An important measure of a society's health and progress is how well it protects its most vulnerable.
Action - not just rhetoric - to protect children
An important measure of a society's health and progress is how well it protects its most vulnerable. Statistics released by the Abu Dhabi Police Department last week demonstrate that by that standard this society is falling far short, particularly when it comes to reducing the number of child fatalities on the roads. Between 2001 and 2007, the number of children killed in accidents of all kinds every year increased by 37 per cent, to 7,011, and road accidents were the No1 cause of death. In a week in which three young sisters were killed crossing a notoriously dangerous road in Abu Dhabi, such statistics provide more sobering detail of this unacceptable death toll, a toll that The National has launched a campaign to reduce. In our campaign, and in all law-enforcement efforts, protecting children must be the first priority.
On any day of the week, any observer can see road accidents waiting to happen as children sit on their parents' laps in the front seats of cars or play unsecured in the back, and traffic speeds past drop-off areas outside schools.

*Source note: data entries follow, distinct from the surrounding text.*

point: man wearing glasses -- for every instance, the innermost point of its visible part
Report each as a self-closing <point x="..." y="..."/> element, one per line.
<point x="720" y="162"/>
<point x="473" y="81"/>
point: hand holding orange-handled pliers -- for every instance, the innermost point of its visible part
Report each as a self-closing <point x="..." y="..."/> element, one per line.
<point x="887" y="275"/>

But it is the police who most often witness the consequences when this negligence results in the avoidable death of an innocent child. To first-responders, child deaths are not just statistics, but awful visions that can haunt them for the rest of their lives.

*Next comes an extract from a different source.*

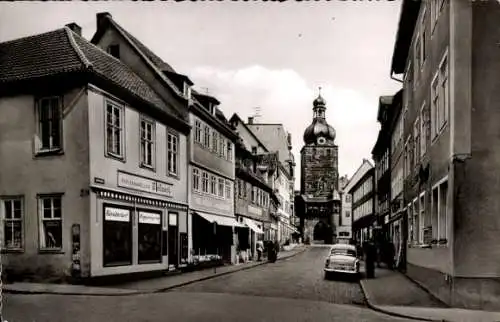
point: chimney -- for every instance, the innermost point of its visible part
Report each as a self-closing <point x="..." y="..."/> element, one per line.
<point x="101" y="18"/>
<point x="75" y="28"/>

To their credit, the police have not remained silent in the face of the tragic loss of young lives that they have witnessed. In an unusual public call at the weekend, they demanded a new federal law on child safety. "This is a clear indication of the negligence of parents and guardians and their lack of understanding of the unpredictable behaviour of young children on the street," said Capt Bashir Saleh Balbisi, who wrote the report by the Abu Dhabi Police Department's Centre for Research and Security Studies that prompted a plea for new legislation.

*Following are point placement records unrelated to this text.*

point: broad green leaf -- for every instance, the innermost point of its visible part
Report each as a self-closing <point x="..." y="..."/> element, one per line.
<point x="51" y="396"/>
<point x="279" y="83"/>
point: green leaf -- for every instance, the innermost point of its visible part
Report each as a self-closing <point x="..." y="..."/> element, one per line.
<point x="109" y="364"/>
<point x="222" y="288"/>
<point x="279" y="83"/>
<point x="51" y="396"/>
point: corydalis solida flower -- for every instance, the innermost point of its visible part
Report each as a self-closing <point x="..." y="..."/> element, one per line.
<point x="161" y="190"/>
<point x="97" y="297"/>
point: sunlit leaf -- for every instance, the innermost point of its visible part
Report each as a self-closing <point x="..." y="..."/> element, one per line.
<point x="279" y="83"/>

While inattentive parents and guardians bear some of the blame, our whole society shares a responsibility to make child safety an urgent and collective concern. As Shahid Mahmood, whose four-year-old son was hurt last month when he fell down an open manhole in Dubai, says: "Health and safety issues in this country, for children and adults, are far too low down on the list of priorities." When children die after being struck by vehicles, "the majority of these accidents happen near schools", according to Mohamed el Sadig, a researcher of community medicine at UAE University in Al Ain. Knowing this, and that speed is the biggest contributor to fatalities from traffic accidents, the authorities, including the police, must take immediate measures. While children are enjoying their summer break from school, this is an ideal opportunity to introduce more speed humps near schools, to announce stiffer penalties for those drivers who break the traffic laws in school zones, and to organise more frequent mobile police patrols to be introduced at the beginning of the school year in September.
The number of child deaths - and the proportion of them caused by traffic accidents - can no longer be written off as one of the country's "growing pains". The thousands of children whose lives have been so cruelly cut short demand not rhetoric or excuses, but immediate action.